Hillary Clinton Just Got Real About Why People Think She’s ‘Unemotional’ (And It’s Relatable As Hell For Women Everywhere)


If you’re unfamiliar, Humans of New York is an insanely popular photography blog and book by Brandon Stanton documenting different New Yorkers and telling a snippet of their life stories. What initially started as a photography project aiming for around 10k portraits has blown up into a cultural phenomenon.

This Thursday Stanton added a particularly notable New Yorker to his list of portraits.

And that, is former Secretary of State, Senator of New York, and current Democratic Nominee for the 2016 Presidential Election, Hillary Diane Rodham Clinton.

Last night during the NBC prime-time forum, chairman of the RNC Reince Priebus sent out this unsurprisingly misogynistic tweet about Clinton.

It’s just one stupid comment to add to the continuation of the incredibly patronizing, condescending, and overall ridiculous statements that surround Secretary Clinton’s personality.

…Because someone’s personality and how much they smile is what should CLEARLY come under a microscope when talking about things like education, national security, and terrorist attacks.

This morning’s moment with HONY sheds some light on the “cold” comments, the “aloof” comments, and the never-ending criticism that Clinton is fed over being viewed as “walled off” and, apparently, not smiling enough.

This glimpse at what life has been like as a woman in a world primarily dominated by men, what it’s like to be constantly subjected to public scrutiny from everything from her pantsuits to her desire to bake cookies, is not only incredibly moving, but undeniably relatable to every woman ever.

[Text Version]

“I was taking a law school admissions test in a big classroom at Harvard. My friend and I were some of the only women in the room. I was feeling nervous. I was a senior in college. I wasn’t sure how well I’d do. And while we’re waiting for the exam to start, a group of men began to yell things like: ‘You don’t need to be here.’ And ‘There’s plenty else you can do.’ It turned into a real ‘pile on.’ One of them even said: ‘If you take my spot, I’ll get drafted, and I’ll go to Vietnam, and I’ll die.’ And they weren’t kidding around. It was intense. It got very personal. But I couldn’t respond. I couldn’t afford to get distracted because I didn’t want to mess up the test. So I just kept looking down, hoping that the proctor would walk in the room. I know that I can be perceived as aloof or cold or unemotional. But I had to learn as a young woman to control my emotions. And that’s a hard path to walk. Because you need to protect yourself, you need to keep steady, but at the same time you don’t want to seem ‘walled off.’ And sometimes I think I come across more in the ‘walled off’ arena. And if I create that perception, then I take responsibility. I don’t view myself as cold or unemotional. And neither do my friends. And neither does my family. But if that sometimes is the perception I create, then I can’t blame people for thinking that.”

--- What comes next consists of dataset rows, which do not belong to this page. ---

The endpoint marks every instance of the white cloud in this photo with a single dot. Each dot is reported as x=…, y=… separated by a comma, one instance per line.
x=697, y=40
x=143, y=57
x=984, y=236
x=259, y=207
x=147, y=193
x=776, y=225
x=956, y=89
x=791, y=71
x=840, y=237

Woman everywhere have sounded off on the post (which at time of publication had over 65k shares and 10k comments) due to its vulnerability, and the chilling relatability about what it’s like to be a woman.

If you’ve ever been called a “bitch” for not smiling to a man on the street, you can relate to this. If you’ve ever been called “intimidating” for speaking up at work, you can relate to this. If you’ve ever been asked, “You okay?” because you weren’t smiling, you can relate to this. If anyone has ever commented on how you seemed off because you didn’t include an exclamation point in an email, you can relate to this. If you’ve ever heard mutterings of your personality in any way that didn’t deal with polka dots and sweethearts, you can relate to this.

Because as women, we’re damned if we do and apparently damned if we don’t. If we remain stoic we’re “cold” and “unapproachable.” But if we show emotions we’re “weak”, “soft”, and “unpredictable with difficult decisions.”

And I, as a woman, am over it.

Maybe moving forward, we’ll stop worrying about a woman’s facial expressions, and start worrying about her intellect.

Maybe instead of worrying about whether or not Secretary Clinton’s smiling, we should worry about what she can do for our country.